HGVC I would be losing out on the resale price. I paid about $1000 a week (on average) for each deeded week. I am fine with getting nothing back on resale as it has been a great 16 years of awesome vacations.

MVC I will lose $8 per point since I bought 5K direct points to enroll a bunch of weeks. This cost me about $2300 for each week to enroll in the club. Will take about 9 years to break even on this with free exchange and lock off fees. It has been almost 6 years since enrolled so almost to break even point.

Willowridge, Grand Chateau, Grand Vista, Harbour Lake platinum weeks I have bought for as high as $2000(with closing) and as low as sellers paying me(free with no closing costs and week to use). My average is less than $1000 per MVC week.

KoOlina floating weeks I think would break even. Maybe lose a thousand or make a thousand each week.

MVC Grand Residence fractionals I could definitely sell for more than I paid resale.

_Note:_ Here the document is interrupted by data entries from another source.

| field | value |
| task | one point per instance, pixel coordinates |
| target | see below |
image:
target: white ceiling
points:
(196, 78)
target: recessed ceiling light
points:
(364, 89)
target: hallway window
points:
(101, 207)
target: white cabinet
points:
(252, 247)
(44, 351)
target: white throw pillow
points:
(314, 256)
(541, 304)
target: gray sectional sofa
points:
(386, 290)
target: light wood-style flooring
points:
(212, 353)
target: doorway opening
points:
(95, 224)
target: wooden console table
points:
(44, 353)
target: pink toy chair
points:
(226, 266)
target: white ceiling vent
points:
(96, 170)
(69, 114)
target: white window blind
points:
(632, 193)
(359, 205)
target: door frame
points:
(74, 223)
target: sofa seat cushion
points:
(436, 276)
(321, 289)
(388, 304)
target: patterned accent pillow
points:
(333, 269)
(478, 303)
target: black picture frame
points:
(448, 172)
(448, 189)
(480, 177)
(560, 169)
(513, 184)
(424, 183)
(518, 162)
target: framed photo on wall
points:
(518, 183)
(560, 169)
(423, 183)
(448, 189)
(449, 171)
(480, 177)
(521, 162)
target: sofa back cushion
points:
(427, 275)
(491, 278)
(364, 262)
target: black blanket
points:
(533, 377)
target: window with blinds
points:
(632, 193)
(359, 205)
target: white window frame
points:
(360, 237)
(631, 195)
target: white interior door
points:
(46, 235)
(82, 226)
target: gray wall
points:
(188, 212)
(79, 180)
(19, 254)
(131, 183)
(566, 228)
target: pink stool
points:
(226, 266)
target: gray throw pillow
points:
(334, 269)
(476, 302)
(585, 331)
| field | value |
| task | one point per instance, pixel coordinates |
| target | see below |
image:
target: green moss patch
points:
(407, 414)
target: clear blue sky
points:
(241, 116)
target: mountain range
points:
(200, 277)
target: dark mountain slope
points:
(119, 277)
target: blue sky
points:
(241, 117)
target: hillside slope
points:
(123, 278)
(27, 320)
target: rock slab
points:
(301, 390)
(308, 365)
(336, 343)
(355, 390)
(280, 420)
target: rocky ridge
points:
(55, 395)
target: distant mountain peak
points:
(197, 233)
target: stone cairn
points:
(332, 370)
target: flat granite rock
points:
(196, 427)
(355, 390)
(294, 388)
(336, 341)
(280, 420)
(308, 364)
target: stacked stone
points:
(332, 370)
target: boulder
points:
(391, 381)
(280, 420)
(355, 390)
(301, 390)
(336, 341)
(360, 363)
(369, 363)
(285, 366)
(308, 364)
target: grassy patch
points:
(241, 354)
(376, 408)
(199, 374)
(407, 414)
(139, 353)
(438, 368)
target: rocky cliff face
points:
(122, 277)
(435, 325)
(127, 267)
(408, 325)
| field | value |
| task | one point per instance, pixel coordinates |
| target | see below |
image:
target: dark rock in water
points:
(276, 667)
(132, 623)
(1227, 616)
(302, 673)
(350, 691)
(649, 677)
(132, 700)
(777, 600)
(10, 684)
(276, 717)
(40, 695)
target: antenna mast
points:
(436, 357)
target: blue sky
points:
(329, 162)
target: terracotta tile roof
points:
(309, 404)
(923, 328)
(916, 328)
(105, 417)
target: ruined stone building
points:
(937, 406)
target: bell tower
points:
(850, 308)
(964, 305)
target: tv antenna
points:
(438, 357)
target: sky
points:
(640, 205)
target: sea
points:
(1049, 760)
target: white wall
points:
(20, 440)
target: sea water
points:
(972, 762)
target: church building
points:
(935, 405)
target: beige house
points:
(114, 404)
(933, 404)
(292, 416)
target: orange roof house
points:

Yes, I agree with rickandcindy that the resale price I paid for floating weeks in MVC and HGVC would be less then purchase price. But on average it is not much of a loss if I gave all the HGVC and MVC floating weeks all away right now. My family, friends and myself have had so many great vacations and memories over the past 16 years that the small purchase price compared to MF makes it all worth it.

Buy timeshare weeks at a decent price resale. That way, when at worst, you need to give them away, it will not be that big of a loss. But you have those decades of CHERISHED memories for less than the price of a hotel room.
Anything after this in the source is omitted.